Since the early 1990′s the UK’s electricity industry has evolved from a government controlled monopoly to a fully competitive market giving customers the freedom to choose their energy supplier. In the process a commodity market for wholesale electricity transactions was established. Here electricity is traded in large volumes, mostly between electricity producers selling the output of their power stations and electricity suppliers buying what their customers need. When power is traded in the UK market, it may be quoted in megawatt hours (MWh).
Unlike other markets that use a forward curve for pricing contracts for delivery at different points in time, the fact that electricity cannot be stored means that the traditional methods of pricing a forward contract (i.e spot price plus net carry) does not apply. As a result expected levels of supply and demand determine the forward price in £/MWh.

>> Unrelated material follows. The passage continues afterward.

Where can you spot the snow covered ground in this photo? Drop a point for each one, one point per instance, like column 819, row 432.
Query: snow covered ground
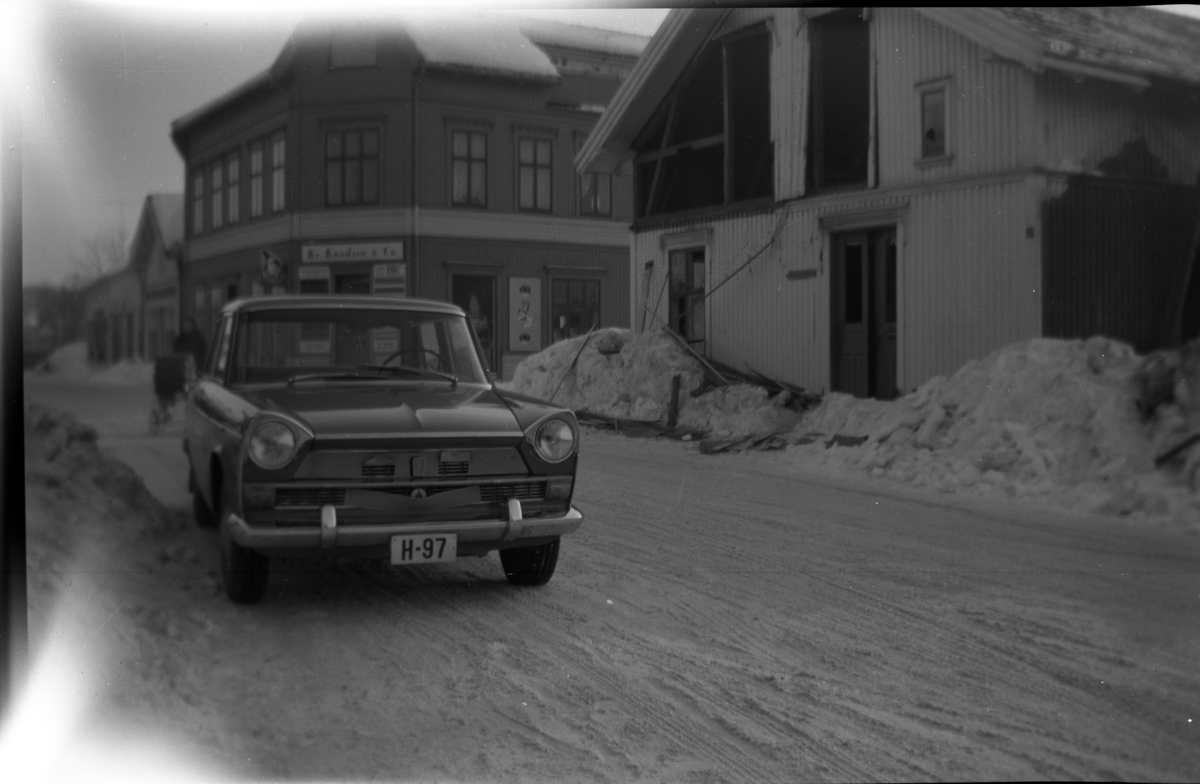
column 1050, row 420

Competition in the electricity and gas markets was phased in over an eight year period, due to the sheer size of the task in terms of the number of customers and the technical complexities involved. In April 1990 the first tranche of the electricity market, covering about 5,000 large customers with a maximum demand of 1 MW and above, was opened to competition. Ten years later 81% of customers in this market were supplied by a non-local supplier.

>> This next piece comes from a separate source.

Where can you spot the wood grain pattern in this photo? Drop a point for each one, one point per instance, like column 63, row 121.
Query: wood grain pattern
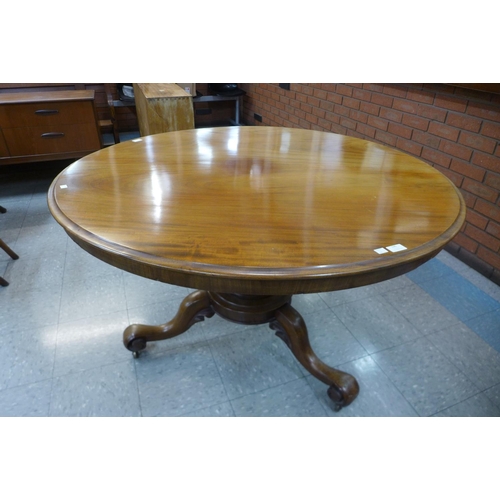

In 1991 British Gas also opened their market to competition with the first tranche affecting customers with a consumption in excess of 25,000 therms per annum. The second tranche of the gas market was opened between 1992 and 1995, dependent on location and affected customers with a consumption of between 2,500 therms and 25,000 therms per annum. In April 1994 the second tranche of the electricity market, covering about 50,000 medium size customers with a maximum demand of 100 kW-1MW, was opened to competition. This market competition has also developed well and now more than 50% of customers are supplied by a non-local supplier.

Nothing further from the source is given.